Arus globalisasi sangat deras menghanyutkan sendi-sendi kehidupan masyarakat. Hal ini membuat budaya asli daerah menjadi termarjinalkan di negeri sendiri. Sehingga berakibat pada lunturnya nilai kebudayaan daerah tersebut pada generasi muda.

Khususnya di Minangkabau, banyak generasi muda sudah tidak bisa memahami budaya nya sendiri, atau lebih mirisnya tidak tertarik dengan budaya yang mereka miliki.
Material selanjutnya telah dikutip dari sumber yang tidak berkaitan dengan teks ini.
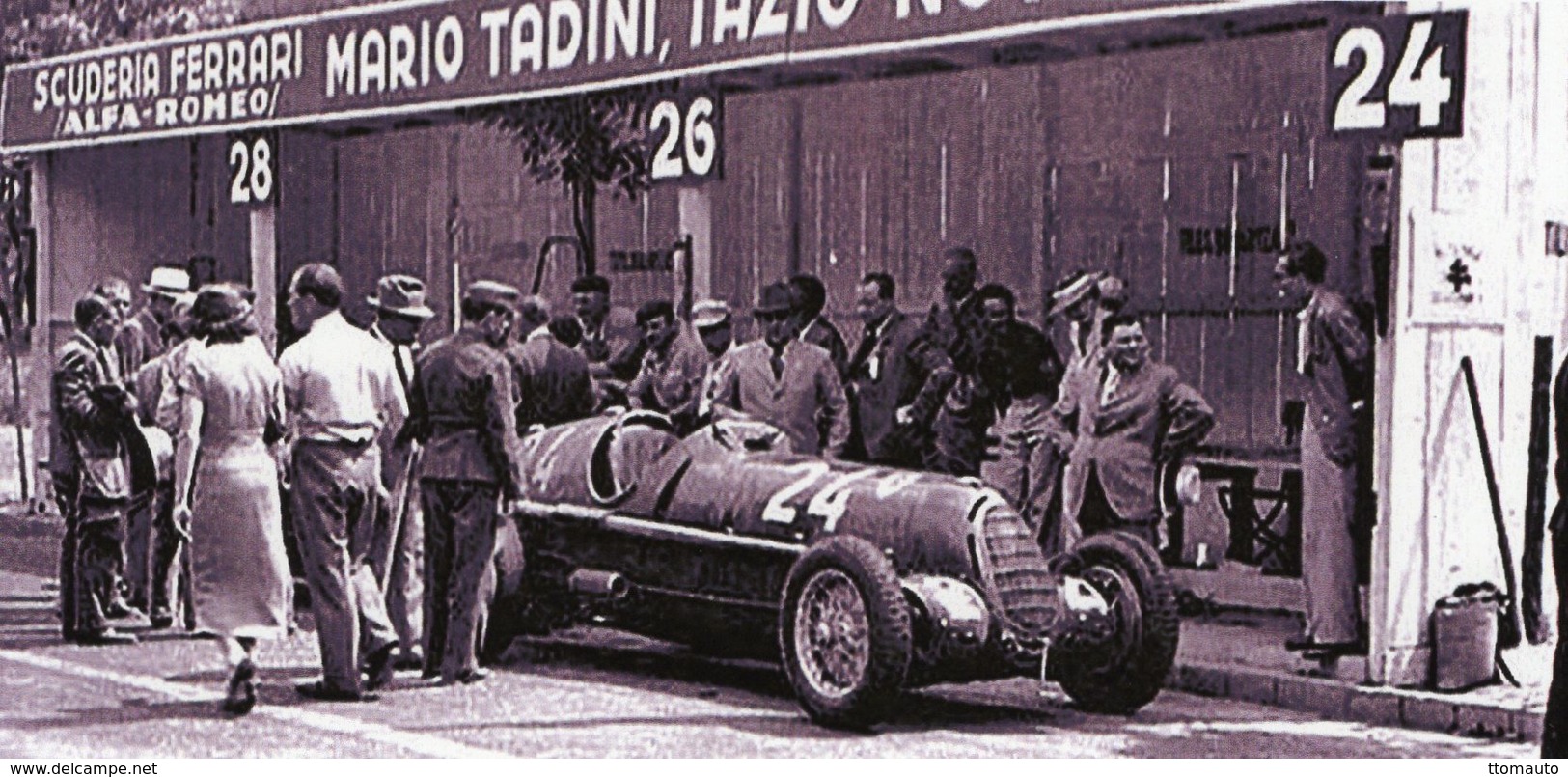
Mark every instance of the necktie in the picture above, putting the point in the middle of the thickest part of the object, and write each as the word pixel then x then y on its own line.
pixel 1112 383
pixel 401 369
pixel 777 361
Padahal jika ditelusuri lebih dalam, mungkin budaya Minangkabau lebih menarik dari budaya lainnya diatas dunia ini.

Tak hanya generasi muda, generasi tua pun juga tidak terlalu paham dengan lika liku budaya Minangakabau itu sendiri. Sebagai contoh ninik mamak serta pemangku adat di Minangkabau, sudahkah menjalankan perannya masing-masing.?

Namun pada kenyataannya, ninik mamak di Minangkabau belumlah menjalankan  peran yang seharusnya dijalankan. Kebanyakan peran ninik mamak hanya untuk menikahkan anak kemenakannya saja, atau paling tidak mengurus harta pusaka yang ada pada kaumnya.

Disamping itu juga ninik mamak dan pemangku adat juga ragu atau bertahan dengan  pendapat masing-masing dengan asal usul Minangkabau itu sendiri. Wajar saja mereka bersikap demikian, mengingat banyak versi yang mengatakan asal usul Minangkabau.

Untuk itulah, mengatasi keragu-raguan dengan budaya Minangkabau, Dinas Kebudayaan Sumatera Barat mencoba memetakan rencana strategis jangka menengah hingga 2021 yang akan  datang.

Kepala Dinas Kebudayaan Sumbar Taufik Efendi memaparkan,rencana tersebut berlandaskan pada UU no 23 tahun 2015 tentang pemerintah daerah, dimana isinya berbunyi urusan kebudayaan masuk wajib non pelayanan dasar. Serta sudah ada lampiran masing-masing pekerjaan antara pemerintah pusat dan daerah.

Dinas kebudayaan dikatakan Taufik memiliki beberapa pekerjaan  pokok. Pekerjaan tersebut pertama adalah menelusuri kembali sejarah Minangkabau, kedua mengurus warisan budaya,ketiga mengurus nilai tradisi, keempat mengurus produk kebudayaan, serta kelima mengurus adat istiadat.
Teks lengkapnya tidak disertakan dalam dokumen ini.